Cristianismo debaixo de terra
Por Alexandra Pinto Rebelo
Os quatro evangelhos canónicos não são férteis no que diz respeito a referências ao mundo ctónico. Parece que este nível, tão actualizado no paganismo, é propositadamente silenciado. O interesse principal é o ir anotando feitos de Cristo, mostrando-o como o grande propósito. O que estes homens parecem dizer é que estão a assistir a uma (nova?) cosmogonia e a toda a mitologia que daí advém. É uma mitologia não escutada, ao contrário do habitual, mas exibida à sua frente. Estão a assistir a gestos primordiais, tendo isso mais importância do que tudo o resto.
Aqui chegados, é impossível não fazer analogias com todo o simbolismo surgido com o aparecimento das sociedades agrícolas. Também as sementes, exemplos maiores de vida suspensa, são lançadas à terra, aí permanecendo até ao seu renascimento. Tal como a Lua, (desaparecida durante três dias antes de ressurgida – “A Lua é o primeiro morto”, segundo E. Seler) as sementes, durante todo o seu processo de oclusão debaixo de terra em morte aparente, reaparecerem devidamente transmutadas. Estes processos, observados e apreendidos, encaminham o ser humano para a evidência de que não existe morte. Torna-se mais legíveis, então, o vasto número de parábolas cristãs relacionadas com o mundo vegetal, pontes indicadoras da possibilidade efectiva de Ressurreição.
O gosto do cristianismo dos primeiros séculos por espaços debaixo do chão, será um encenar cíclico desta suspensão da vida. São construídas câmaras, mais ou menos extensas, sacralizadas sobretudo pelo deslumbramento, e mistério, do próprio processo. Aí, não só os “aparentemente mortos” são depositados, como têm lugar as refeições rituais dos vivos. Refeições festejando, ou solicitando a abundância, dependentes do próprio sucesso das fases agrícolas. Dependentes, pois, da esperança na sucessiva ressurreição das sementes.
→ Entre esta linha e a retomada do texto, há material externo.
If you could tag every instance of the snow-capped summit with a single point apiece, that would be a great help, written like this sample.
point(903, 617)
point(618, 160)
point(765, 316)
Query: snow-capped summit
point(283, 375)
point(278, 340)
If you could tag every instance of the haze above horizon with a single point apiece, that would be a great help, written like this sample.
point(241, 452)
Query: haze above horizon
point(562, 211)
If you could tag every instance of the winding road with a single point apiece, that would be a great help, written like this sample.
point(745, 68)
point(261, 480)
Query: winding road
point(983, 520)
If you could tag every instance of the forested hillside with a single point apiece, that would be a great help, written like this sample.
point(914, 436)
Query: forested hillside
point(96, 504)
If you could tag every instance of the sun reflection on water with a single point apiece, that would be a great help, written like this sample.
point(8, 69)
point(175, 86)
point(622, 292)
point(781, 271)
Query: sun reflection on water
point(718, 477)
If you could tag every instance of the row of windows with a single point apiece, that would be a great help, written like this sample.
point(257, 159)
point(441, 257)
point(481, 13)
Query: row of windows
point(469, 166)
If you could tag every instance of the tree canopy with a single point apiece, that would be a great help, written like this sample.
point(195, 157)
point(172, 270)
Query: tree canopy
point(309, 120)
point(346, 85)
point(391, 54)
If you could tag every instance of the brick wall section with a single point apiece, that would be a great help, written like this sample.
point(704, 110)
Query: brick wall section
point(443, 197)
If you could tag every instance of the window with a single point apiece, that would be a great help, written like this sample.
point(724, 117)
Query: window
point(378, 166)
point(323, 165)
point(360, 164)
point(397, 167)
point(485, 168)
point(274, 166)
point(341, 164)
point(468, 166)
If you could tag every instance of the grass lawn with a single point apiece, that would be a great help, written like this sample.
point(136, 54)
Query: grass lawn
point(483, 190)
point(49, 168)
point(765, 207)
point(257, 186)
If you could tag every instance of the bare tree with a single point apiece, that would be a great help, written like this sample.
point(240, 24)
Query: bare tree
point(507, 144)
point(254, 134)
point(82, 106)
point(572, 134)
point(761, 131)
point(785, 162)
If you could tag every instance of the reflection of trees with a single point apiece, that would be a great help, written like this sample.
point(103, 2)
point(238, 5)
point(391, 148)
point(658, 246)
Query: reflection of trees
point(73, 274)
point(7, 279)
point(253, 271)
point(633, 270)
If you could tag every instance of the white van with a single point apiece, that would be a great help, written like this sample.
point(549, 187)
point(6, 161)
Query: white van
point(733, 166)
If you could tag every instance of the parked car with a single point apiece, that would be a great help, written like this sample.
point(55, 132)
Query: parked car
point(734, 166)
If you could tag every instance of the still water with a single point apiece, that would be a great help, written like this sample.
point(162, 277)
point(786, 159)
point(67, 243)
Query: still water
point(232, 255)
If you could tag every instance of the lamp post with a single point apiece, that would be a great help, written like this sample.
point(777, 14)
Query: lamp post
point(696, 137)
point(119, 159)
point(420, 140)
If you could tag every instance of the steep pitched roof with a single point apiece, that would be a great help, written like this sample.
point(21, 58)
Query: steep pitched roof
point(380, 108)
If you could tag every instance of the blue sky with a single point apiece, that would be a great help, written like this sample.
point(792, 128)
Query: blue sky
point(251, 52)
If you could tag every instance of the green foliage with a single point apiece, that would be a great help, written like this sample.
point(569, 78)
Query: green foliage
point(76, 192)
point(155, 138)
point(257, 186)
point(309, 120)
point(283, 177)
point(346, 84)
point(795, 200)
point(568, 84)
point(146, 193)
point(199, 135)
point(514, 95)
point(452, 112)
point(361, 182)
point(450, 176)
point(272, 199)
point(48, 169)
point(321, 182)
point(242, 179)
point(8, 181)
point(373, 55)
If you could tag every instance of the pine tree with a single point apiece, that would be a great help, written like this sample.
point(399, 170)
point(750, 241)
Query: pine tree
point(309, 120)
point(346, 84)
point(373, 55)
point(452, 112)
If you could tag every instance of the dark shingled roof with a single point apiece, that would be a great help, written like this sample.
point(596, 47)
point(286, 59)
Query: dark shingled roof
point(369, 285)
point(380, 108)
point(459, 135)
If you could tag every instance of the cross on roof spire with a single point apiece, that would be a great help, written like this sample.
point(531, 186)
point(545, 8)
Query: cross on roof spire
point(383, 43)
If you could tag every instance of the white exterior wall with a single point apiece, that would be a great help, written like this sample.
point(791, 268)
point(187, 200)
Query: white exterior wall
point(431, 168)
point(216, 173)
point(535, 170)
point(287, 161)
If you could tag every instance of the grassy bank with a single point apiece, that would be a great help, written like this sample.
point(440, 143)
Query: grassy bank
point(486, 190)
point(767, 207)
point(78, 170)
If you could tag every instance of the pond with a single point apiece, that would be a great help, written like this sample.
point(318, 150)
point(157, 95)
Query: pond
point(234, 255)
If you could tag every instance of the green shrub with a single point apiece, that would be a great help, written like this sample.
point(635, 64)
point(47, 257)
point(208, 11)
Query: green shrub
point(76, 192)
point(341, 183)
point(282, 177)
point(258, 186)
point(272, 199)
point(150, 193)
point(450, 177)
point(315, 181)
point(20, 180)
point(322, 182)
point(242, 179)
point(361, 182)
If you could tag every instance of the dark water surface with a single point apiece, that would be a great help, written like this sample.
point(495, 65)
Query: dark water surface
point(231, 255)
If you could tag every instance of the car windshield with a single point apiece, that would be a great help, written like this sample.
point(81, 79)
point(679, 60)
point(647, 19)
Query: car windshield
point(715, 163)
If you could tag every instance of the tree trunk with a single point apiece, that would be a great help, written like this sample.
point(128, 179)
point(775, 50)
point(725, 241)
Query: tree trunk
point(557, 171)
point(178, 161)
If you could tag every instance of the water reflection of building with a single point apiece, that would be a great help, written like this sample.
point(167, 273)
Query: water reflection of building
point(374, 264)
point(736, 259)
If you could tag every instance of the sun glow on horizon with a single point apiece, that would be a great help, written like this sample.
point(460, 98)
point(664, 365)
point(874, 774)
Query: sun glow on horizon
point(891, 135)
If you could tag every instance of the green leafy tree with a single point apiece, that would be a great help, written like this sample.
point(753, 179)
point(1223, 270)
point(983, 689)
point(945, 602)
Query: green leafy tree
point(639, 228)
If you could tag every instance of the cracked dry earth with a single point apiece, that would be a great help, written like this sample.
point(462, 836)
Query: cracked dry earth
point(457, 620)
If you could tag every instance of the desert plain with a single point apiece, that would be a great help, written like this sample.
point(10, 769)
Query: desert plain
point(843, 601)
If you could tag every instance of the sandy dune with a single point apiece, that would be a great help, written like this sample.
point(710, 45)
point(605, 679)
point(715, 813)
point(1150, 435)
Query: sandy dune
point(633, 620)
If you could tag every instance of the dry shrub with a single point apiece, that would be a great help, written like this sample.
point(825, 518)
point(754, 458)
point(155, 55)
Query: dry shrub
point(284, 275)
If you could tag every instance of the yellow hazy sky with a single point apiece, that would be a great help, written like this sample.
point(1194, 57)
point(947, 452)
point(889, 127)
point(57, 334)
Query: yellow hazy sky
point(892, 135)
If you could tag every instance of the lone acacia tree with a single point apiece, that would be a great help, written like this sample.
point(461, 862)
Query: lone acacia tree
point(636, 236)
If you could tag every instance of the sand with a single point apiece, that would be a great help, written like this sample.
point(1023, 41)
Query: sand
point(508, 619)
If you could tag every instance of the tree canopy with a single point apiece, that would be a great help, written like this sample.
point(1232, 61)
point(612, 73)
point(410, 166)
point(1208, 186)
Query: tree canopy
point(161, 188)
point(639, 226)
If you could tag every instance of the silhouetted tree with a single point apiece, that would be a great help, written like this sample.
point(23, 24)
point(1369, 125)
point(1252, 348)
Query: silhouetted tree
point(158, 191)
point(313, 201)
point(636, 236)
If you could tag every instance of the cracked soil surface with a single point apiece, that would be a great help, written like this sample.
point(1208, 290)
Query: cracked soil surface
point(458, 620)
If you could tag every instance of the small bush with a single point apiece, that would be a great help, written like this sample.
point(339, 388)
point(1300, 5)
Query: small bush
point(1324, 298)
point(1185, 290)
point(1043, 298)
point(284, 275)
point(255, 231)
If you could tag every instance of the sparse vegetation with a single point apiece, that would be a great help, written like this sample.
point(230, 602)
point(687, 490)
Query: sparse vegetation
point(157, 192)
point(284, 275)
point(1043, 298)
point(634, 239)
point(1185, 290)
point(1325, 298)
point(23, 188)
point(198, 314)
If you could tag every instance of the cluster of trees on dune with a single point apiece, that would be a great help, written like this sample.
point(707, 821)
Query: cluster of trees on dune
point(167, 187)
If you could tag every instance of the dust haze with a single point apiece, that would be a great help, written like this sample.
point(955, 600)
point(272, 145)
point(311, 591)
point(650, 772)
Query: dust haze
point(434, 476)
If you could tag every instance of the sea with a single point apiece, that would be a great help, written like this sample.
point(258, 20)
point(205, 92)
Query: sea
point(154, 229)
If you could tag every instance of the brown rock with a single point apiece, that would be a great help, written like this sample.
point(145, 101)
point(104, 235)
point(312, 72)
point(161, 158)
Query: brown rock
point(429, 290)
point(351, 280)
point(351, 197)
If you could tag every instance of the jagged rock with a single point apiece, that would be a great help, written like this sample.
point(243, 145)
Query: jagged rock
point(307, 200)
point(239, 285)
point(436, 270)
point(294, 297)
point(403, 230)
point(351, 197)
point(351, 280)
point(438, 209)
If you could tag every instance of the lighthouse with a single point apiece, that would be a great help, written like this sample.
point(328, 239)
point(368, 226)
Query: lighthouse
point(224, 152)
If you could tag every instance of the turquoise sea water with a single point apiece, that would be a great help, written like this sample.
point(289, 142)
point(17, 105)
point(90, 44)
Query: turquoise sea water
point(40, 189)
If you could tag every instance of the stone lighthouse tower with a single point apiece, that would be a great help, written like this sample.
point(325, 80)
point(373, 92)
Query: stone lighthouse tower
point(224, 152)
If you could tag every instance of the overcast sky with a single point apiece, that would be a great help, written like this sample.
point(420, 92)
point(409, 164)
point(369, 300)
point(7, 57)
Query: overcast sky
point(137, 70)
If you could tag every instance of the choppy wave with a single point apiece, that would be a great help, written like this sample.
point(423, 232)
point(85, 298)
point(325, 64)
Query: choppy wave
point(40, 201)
Por esta altura, já o cristianismo deixara transbordar a sua latente vocação ctónica. A criação destes espaços reais, subterrâneos, possibilitava a cumplicidade simbólica dos vivos, no germinar das sementes, por proximidade. Em câmaras que, tal como os neófitos (pelo menos os Pessoanos), sabiam que não existia morte. Nem a da alma, nem a do corpo.